A dispute behind the scenes of last year’s smash ghost movie “The Conjuring” has become a legal house of horrors.

Tony DeRosa-Grund — a producer of the film, starring Vera Farmiga and Patrick Wilson, which cost $20 million and raked in $318 million — has filed a lawsuit against Warner Bros. and its New Line label seeking to block the Hollywood studio from releasing a planned sequel and a spinoff.

DeRosa-Grund filed court papers Friday alleging breach of contract and other charges for “failing to pay for the underlying rights” to a “Conjuring” sequel and a planned spinoff movie titled “Annabelle.”

The producer and studio were already in arbitration in LA over whether DeRosa-Grund had the right to sell a “Conjuring” TV series to rival studio Lionsgate.

DeRosa-Grund accuses New Line in federal district court in Texas of blocking his Lionsgate deal, as well as owing him a 5 percent cut from the box office of the first “Conjuring” movie.
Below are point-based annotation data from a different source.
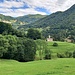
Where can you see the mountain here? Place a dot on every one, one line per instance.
(22, 20)
(59, 25)
(30, 18)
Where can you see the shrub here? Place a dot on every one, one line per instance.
(74, 54)
(47, 54)
(61, 55)
(55, 44)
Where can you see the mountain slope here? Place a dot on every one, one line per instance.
(57, 18)
(59, 25)
(30, 18)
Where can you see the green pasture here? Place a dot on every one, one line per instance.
(62, 47)
(64, 66)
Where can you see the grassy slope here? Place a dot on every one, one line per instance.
(62, 47)
(64, 66)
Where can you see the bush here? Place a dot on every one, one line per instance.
(47, 54)
(74, 54)
(61, 55)
(55, 44)
(68, 54)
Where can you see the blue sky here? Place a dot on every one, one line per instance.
(17, 8)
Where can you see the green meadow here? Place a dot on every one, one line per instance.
(62, 47)
(63, 66)
(57, 66)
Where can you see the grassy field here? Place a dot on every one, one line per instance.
(64, 66)
(62, 47)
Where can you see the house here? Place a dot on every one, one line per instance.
(49, 39)
(68, 40)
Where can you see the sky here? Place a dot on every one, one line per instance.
(17, 8)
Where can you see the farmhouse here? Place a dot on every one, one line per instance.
(49, 38)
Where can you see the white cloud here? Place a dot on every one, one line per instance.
(20, 12)
(50, 5)
(9, 4)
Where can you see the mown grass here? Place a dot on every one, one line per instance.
(64, 66)
(62, 46)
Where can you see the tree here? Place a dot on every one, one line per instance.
(41, 47)
(5, 27)
(74, 54)
(47, 54)
(30, 50)
(12, 48)
(33, 34)
(3, 45)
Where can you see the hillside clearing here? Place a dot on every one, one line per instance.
(64, 66)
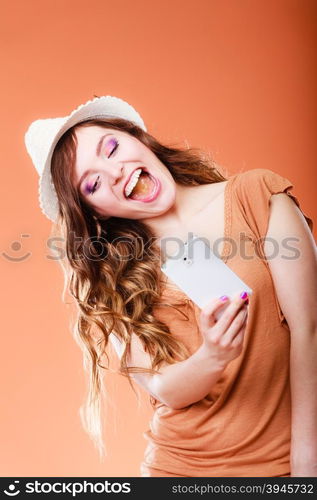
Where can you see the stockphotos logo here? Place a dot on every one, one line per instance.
(12, 491)
(72, 488)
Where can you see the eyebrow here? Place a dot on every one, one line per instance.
(98, 149)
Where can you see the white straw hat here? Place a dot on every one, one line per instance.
(43, 135)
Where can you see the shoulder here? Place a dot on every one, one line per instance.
(260, 176)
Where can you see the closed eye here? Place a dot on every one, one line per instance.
(116, 146)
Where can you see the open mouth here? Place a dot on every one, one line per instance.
(142, 186)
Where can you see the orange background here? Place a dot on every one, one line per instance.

The producer says he developed stories from the paranormal investigation case files of Ed and Lorrain Warren, the couple on whom “The Conjuring” is based, and sold rights to a handful of the 8,000 case files to New Line.
The studio released a statement saying: “New Line has been and is vigorously defending itself against these spurious claims in a binding arbitration proceeding in Los Angeles, and therefore the Texas filing is both procedurally and substantively improper.”